Art by Anja Segmueller
In early March, 2,700 people gathered to see Judith Butler give a talk. The renowned gender theorist and perhaps the only academic who could have commanded such an audience, was being interviewed by political commentator Ash Sakar in the Royal Festival Hall. The subject matter? Butler’s new book Who’s Afraid of Gender? and contemporary right-wing attacks on gender encapsulated in President Trump’s January Executive Order 14168, ‘Defending Women from Gender Ideology Extremism and Restoring Biological Truth to the Federal Government’.
Butler began by masterfully unpacking the language and philosophy behind the Executive Order. ‘Either you’re in favour of human complexity or you’re not, and they’re not,’ they explained, arguing that Trump’s Order formulates gender into a ‘phantasm’ that collects anxiety and fear until it comes to stand for generalised fear about the future and a loss of order. Leveraging the gender ‘phantasm’, Trump is aiming to put gender under conservative state control and reduce it to sex assigned at birth. Not only is this flattening of human complexity based on unscientific theories like gamete-size, but it has immediate, urgent consequences for trans people, who are now at risk of losing healthcare and being put in jails with a gendered group they don’t identify with, among other concerns.
It was at this moment that an angry shout burst from the crowd, which had hitherto been respectfully whooping, cheering, and clapping in support of Butler. Barely audible amid the commotion, a woman’s voice broke through, yelling, ‘What if you let a murderer of two women into a women’s prison?’ Sakar tried to shut down the heckle, but Butler wanted to respond. ‘You cannot essentialise on the basis of an exception,’ Butler explained, but before they could finish, the heckler shouted, ‘SHE didn’t answer my question!’, emphasising her explicit misgendering of Butler, who uses they/them pronouns. Booing erupted throughout the auditorium. Gracefully, Butler tried to take the high road by responding, saying, ‘Sometimes you have to respond to rudeness.’ Attempting to create a civil discourse, Butler noted that prison guards are the ones who commit the most violence against women in prison, not trans people. As such, we should care about prisons as a violent institution, they argued. But the heckler couldn’t be reasoned with and she started to yell again. ‘You’re done love,’ Butler said, shutting down the interaction with a slight condescension illustrating the difficulty of holding rational, respectful dialogue in the current political climate where opposing identitarian politics are at play.
Judith Butler, courtesy of Miquel Taverna (2018)
Moving on from the disturbance, Sakar probed Butler’s understanding of the woman gender: ‘Why do people gate-keep womanhood?’, ‘What is a woman?’, and ‘Are there limits to who can be accepted into womanhood?’ she asked. Butler answered by touching on points about the complexity and gray areas of biological sex expression, Jacqueline Rose’s insistence that the question of womanhood must be kept open so that there remains an orison of opportunity for future people to discover how it can be a livable category, and the problem with relegating authority on who can be what gender to external actors.

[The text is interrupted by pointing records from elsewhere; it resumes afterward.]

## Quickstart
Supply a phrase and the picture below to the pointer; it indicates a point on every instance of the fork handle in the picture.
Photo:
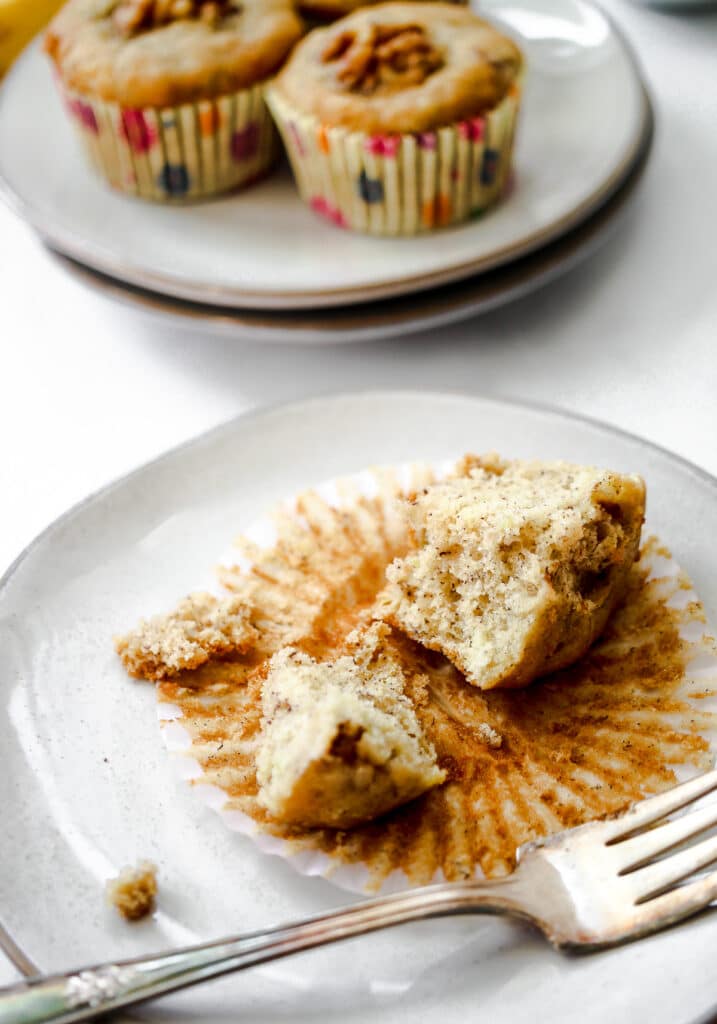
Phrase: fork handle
(87, 992)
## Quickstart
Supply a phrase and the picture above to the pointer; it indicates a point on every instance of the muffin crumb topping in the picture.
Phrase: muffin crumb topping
(132, 16)
(382, 57)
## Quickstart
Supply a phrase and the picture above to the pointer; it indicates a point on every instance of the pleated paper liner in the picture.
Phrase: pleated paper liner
(177, 154)
(399, 184)
(634, 715)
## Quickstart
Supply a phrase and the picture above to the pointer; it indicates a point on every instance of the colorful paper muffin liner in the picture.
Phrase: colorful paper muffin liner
(403, 183)
(585, 743)
(178, 153)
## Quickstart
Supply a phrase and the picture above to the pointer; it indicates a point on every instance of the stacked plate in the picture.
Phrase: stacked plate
(259, 263)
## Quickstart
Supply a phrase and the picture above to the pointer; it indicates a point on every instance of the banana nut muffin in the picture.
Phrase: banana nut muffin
(399, 117)
(340, 741)
(517, 565)
(167, 94)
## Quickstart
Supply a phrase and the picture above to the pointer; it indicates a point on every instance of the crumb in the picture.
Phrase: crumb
(340, 741)
(201, 627)
(489, 735)
(133, 892)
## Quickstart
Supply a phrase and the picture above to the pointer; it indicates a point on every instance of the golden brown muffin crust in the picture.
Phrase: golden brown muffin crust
(401, 68)
(168, 62)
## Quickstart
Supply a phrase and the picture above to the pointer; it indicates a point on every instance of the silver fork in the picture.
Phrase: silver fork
(595, 886)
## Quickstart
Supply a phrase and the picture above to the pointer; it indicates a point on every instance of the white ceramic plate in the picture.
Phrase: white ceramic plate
(431, 308)
(85, 784)
(581, 127)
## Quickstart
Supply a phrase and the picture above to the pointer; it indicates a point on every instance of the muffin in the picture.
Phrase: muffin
(401, 117)
(167, 95)
(340, 741)
(200, 628)
(517, 566)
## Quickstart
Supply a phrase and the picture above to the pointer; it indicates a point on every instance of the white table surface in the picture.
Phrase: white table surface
(89, 388)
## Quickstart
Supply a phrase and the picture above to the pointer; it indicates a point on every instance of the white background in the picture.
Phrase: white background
(89, 389)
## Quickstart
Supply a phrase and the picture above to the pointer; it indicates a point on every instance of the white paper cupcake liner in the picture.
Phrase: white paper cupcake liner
(401, 183)
(176, 154)
(699, 685)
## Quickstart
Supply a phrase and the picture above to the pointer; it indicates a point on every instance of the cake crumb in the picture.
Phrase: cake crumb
(200, 628)
(490, 735)
(133, 891)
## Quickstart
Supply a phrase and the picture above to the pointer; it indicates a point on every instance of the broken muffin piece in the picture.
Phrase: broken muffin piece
(340, 740)
(134, 891)
(517, 565)
(201, 627)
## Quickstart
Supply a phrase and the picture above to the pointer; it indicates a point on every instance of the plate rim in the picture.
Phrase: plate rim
(16, 955)
(314, 327)
(98, 258)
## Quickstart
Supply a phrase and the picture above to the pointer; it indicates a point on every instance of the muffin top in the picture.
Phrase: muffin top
(167, 52)
(399, 68)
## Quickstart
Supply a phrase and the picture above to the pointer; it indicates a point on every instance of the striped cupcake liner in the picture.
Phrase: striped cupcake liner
(404, 183)
(177, 154)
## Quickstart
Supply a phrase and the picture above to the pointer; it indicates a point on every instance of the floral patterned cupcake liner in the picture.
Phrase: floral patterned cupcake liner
(178, 153)
(403, 183)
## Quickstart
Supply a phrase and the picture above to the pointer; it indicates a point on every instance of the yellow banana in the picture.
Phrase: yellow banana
(19, 20)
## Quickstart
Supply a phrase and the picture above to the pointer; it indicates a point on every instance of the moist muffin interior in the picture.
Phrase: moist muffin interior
(398, 68)
(520, 764)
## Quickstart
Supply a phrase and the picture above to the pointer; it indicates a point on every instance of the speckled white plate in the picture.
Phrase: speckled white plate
(582, 126)
(86, 786)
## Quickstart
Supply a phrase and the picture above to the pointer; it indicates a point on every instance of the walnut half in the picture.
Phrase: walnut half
(382, 57)
(132, 16)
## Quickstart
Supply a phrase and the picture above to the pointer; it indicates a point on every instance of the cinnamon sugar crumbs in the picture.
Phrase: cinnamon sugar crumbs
(134, 891)
(200, 628)
(579, 743)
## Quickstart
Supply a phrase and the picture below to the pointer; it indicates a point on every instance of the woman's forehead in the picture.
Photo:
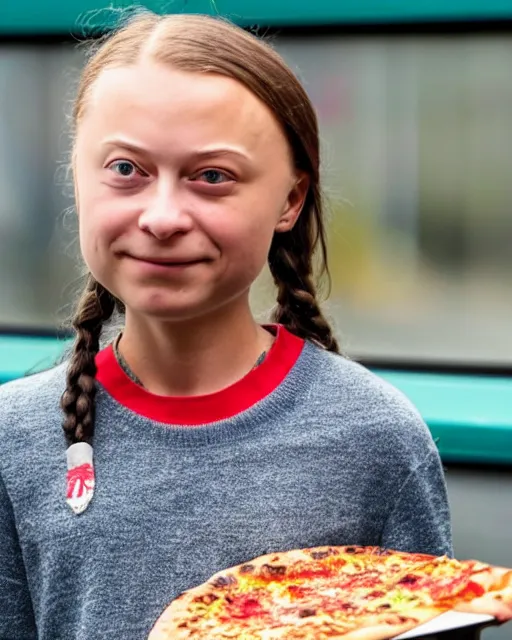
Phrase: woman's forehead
(160, 104)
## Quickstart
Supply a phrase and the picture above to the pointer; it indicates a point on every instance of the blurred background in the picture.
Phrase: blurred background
(415, 108)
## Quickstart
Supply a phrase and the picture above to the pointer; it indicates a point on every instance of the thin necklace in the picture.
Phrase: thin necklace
(124, 365)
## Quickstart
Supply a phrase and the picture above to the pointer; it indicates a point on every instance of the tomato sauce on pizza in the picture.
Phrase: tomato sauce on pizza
(351, 593)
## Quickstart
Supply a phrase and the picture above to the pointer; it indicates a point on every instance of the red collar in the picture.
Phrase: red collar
(196, 410)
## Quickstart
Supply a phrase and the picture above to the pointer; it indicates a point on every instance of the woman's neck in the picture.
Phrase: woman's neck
(196, 357)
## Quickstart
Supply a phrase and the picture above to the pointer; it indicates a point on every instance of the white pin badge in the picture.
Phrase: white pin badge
(80, 476)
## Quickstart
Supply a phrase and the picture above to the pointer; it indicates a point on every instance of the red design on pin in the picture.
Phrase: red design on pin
(80, 481)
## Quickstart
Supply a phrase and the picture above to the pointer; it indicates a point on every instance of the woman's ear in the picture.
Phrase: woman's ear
(294, 203)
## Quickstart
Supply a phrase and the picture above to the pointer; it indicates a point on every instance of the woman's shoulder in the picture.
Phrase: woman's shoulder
(356, 394)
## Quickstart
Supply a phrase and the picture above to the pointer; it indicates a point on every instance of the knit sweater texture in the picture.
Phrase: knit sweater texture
(332, 455)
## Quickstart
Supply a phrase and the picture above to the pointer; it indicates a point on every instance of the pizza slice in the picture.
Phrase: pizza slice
(351, 593)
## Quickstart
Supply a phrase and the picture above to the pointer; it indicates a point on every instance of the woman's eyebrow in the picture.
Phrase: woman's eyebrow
(207, 152)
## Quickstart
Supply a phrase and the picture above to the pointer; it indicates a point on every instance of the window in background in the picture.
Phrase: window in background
(417, 165)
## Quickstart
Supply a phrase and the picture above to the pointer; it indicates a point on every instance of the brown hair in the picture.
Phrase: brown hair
(211, 45)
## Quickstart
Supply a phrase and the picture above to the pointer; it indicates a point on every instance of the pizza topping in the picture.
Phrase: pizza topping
(247, 568)
(272, 571)
(224, 581)
(328, 592)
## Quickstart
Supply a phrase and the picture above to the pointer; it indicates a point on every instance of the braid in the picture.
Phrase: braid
(290, 262)
(95, 306)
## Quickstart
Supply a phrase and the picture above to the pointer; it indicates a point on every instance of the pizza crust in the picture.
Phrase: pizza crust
(182, 618)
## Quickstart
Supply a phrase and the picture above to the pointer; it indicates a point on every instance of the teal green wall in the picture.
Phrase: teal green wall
(63, 16)
(469, 416)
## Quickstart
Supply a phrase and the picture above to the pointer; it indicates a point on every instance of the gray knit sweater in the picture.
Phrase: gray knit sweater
(308, 449)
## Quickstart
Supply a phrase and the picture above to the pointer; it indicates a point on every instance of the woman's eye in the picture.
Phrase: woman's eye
(213, 176)
(123, 168)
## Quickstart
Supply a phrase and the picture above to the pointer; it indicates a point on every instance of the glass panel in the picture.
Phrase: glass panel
(417, 165)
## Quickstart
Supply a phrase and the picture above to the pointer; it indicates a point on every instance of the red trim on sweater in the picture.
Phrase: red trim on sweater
(195, 410)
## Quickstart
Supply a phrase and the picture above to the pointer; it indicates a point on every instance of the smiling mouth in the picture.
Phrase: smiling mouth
(169, 263)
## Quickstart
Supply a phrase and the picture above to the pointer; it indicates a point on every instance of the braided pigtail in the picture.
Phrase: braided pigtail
(95, 306)
(291, 265)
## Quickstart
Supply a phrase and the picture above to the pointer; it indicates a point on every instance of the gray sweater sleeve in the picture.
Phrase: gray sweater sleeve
(16, 614)
(420, 518)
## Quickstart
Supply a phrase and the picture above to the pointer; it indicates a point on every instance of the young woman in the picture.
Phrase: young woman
(198, 439)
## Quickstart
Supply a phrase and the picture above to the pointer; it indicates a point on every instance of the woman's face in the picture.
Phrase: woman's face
(181, 180)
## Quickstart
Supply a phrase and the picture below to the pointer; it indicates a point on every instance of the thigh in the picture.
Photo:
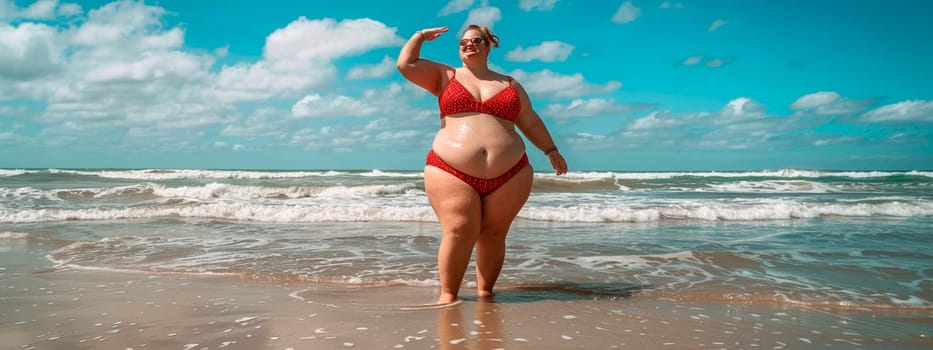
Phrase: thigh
(455, 203)
(502, 205)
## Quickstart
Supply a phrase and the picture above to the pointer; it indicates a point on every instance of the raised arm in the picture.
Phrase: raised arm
(422, 72)
(534, 129)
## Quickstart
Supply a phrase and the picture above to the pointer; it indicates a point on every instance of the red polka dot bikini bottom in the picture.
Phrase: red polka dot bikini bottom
(482, 186)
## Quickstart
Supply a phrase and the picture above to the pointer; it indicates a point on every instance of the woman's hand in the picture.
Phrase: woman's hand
(432, 33)
(558, 162)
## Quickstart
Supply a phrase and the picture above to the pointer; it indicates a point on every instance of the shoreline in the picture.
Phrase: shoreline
(85, 309)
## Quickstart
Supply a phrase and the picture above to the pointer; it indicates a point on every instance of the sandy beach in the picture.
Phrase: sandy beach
(166, 259)
(73, 309)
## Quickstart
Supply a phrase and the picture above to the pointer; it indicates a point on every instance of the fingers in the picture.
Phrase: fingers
(559, 164)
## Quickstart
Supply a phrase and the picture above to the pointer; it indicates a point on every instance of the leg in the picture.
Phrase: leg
(457, 207)
(499, 209)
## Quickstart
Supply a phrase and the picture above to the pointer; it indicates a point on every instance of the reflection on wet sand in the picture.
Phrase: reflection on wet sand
(485, 331)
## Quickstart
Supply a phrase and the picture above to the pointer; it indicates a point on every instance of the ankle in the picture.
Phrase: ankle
(446, 298)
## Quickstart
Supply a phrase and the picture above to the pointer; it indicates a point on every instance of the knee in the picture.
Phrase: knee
(460, 232)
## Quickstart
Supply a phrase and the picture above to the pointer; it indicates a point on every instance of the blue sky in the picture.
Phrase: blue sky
(623, 85)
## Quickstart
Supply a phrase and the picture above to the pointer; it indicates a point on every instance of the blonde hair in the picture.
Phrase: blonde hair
(484, 32)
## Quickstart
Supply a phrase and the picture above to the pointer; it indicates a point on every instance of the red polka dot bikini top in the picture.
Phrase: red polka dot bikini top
(457, 99)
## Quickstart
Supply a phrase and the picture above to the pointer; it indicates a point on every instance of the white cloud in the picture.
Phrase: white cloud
(455, 6)
(716, 24)
(829, 103)
(548, 51)
(222, 51)
(298, 57)
(740, 109)
(379, 70)
(485, 15)
(542, 5)
(626, 13)
(904, 111)
(589, 108)
(41, 9)
(70, 10)
(546, 82)
(327, 39)
(657, 120)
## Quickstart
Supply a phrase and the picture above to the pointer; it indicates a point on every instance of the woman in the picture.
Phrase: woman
(477, 176)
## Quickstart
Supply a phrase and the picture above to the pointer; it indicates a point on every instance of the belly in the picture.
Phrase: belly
(480, 145)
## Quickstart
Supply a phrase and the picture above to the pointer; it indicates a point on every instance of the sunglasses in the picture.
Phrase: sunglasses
(475, 41)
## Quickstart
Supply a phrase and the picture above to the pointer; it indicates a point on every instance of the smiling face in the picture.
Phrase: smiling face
(473, 45)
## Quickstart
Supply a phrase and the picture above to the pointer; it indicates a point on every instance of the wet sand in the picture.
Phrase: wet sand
(80, 309)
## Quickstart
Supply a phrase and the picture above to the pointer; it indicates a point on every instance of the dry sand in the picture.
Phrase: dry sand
(74, 309)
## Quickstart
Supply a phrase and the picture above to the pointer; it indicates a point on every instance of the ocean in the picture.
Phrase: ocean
(833, 240)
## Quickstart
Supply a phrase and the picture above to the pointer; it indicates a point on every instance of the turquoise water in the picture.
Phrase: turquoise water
(788, 237)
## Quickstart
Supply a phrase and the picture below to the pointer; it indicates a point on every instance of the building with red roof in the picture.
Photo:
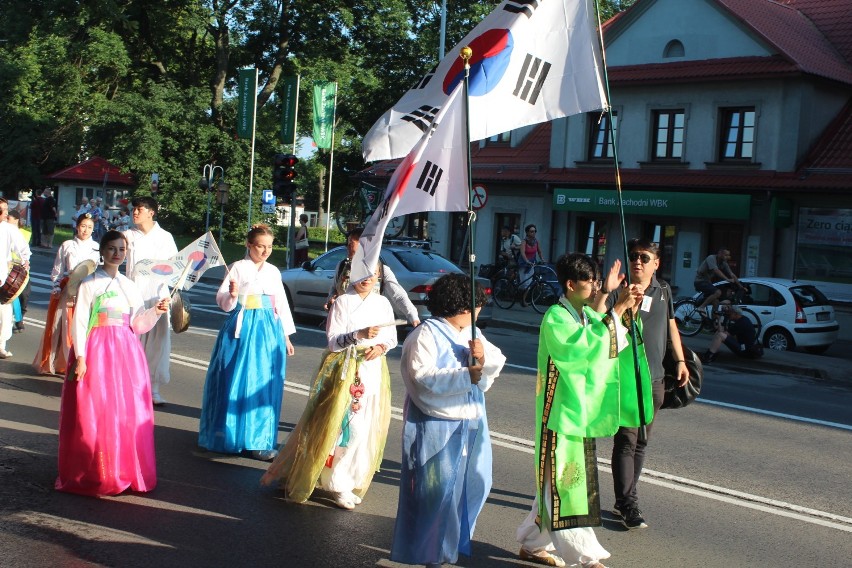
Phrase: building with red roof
(96, 177)
(732, 123)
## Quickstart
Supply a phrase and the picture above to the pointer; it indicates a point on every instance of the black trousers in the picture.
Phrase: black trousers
(628, 454)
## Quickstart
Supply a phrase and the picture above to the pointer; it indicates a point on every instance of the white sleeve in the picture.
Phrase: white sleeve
(80, 320)
(418, 361)
(398, 297)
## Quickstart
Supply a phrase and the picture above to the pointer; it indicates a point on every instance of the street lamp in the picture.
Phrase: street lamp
(222, 200)
(206, 185)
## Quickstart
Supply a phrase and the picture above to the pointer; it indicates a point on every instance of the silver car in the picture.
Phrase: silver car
(415, 268)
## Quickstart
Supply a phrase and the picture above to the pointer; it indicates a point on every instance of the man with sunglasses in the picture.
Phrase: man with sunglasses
(656, 314)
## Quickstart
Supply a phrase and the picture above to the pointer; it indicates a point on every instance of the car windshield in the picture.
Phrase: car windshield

Throughout Butler’s talk, they kept homing the conversation back to fundamental principles: Do we want human beings to flourish? What makes a liveable life? How can we best live as a collective? Amidst Trump’s politics of forcibly flattening humanity to order and suppress people, Butler had one message: we must not get bogged down in identitarian taxonomies and lose sight of our shared, basic aims of freedom, justice, emancipation, and equality.